La palabra claustrofobia está compuesta por una palabra latina y otra griega. Claustrum significa cerrojo, cerrado, al que se le añade phobia, que significa temor irracional hacia algo. Por tanto, etimológicamente se podría decir que es un miedo irracional a los espacios cerrados.

¿Qué tipos de espacios provocan claustrofobia y porqué?

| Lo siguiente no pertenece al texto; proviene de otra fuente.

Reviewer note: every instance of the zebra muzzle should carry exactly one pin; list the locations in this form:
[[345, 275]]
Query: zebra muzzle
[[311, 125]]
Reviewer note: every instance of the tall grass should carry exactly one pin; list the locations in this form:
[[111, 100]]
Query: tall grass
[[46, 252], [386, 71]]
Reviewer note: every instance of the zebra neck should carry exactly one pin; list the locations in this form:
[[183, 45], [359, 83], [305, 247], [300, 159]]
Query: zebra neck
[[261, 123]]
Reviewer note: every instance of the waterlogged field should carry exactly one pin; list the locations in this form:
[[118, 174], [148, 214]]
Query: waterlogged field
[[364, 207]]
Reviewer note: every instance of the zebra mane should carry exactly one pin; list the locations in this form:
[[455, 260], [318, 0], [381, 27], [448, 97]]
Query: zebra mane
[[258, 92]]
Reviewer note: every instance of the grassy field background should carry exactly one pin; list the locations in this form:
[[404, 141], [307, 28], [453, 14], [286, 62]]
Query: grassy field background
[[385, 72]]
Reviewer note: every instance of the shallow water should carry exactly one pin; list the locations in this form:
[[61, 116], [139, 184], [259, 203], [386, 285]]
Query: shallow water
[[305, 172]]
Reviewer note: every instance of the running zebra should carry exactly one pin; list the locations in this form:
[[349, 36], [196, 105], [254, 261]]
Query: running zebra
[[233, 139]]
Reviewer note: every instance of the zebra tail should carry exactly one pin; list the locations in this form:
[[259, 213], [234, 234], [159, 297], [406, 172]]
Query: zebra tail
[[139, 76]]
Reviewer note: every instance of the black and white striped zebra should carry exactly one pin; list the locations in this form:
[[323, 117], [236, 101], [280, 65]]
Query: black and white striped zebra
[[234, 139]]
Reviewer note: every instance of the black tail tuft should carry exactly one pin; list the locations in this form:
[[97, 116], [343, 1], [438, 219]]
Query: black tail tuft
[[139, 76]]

El arquetipo de espacio potencialmente claustrofóbico es el ascensor, por su condición de cubo cerrado, a la que se le suele añadir un espejo para ayudar a generar sensación de amplitud.  Las salas de espera, cines o teatros, donde no se puede salir y entrar a voluntad. Los almacenes, colas, espacios naturales como cuevas, valles estrechos, puentes. También los túneles y autopistas, ya que la salida no es inmediata y no se puede parar donde uno quiera. Todos estos espacios tienen en común la condición de CERRADO y de difícil escapatoria y por lo tanto se pueden percibir como constrictivos de la espontaneidad.

La sensación que tiene el claustrofóbico en todos los espacios y situaciones es la misma, se siente atrapado.

¿Qué siente un claustrofóbico? La escala ansiosa:

  1. Detecta que está en una situación cerrada o de atrapamiento. Busca los puntos de fuga por donde podría salir corriendo, puertas, ventanas, paradas, etc.
  2. Siente y piensa que no quiere estar ahí. La situación se vuelve incongruente o amenazante.
  3. La tendencia natural es escapar, huir de la situación, liberarse de la opresión, de la incomodidad, pero no puede.
  4. Se siente frustrado y rabioso, pero si saca la rabia cree que perderá el control, debe controlar la rabia.
  5. La actividad fisiológica aumenta, está muy nervioso, se ahoga, puede llegar al ataque de ansiedad.
  6. A partir de ese momento tenderá a evitar los lugares y situaciones parecidos al que ha desencadenado la reacción fóbica.

¿Cuál es su tratamiento?

Para establecer el tratamiento de la claustrofobia es fundamental saber en qué grado se presenta.

El tratamiento psicológico se basa en diferentes técnicas:

  • Aprender a controlar la ansiedad, primero afrontar de forma imaginativa y luego físicamente in situ.
  • Técnicas de control del estrés, con el objeto de mitigar esas sensaciones corporales, como la respiración profunda.
  • La anticipación. Trabajar la tendencia instaurada de hacer predicciones y anticipaciones negativas sobre lo que ocurrirá en el espacio cerrado.

En ocasiones, y de forma puntual para controlar los síntomas agudos de la ansiedad, pueden emplearse fármacos como antidepresivos o ansiolíticos, que deben ser recomendados por un médico cualificado.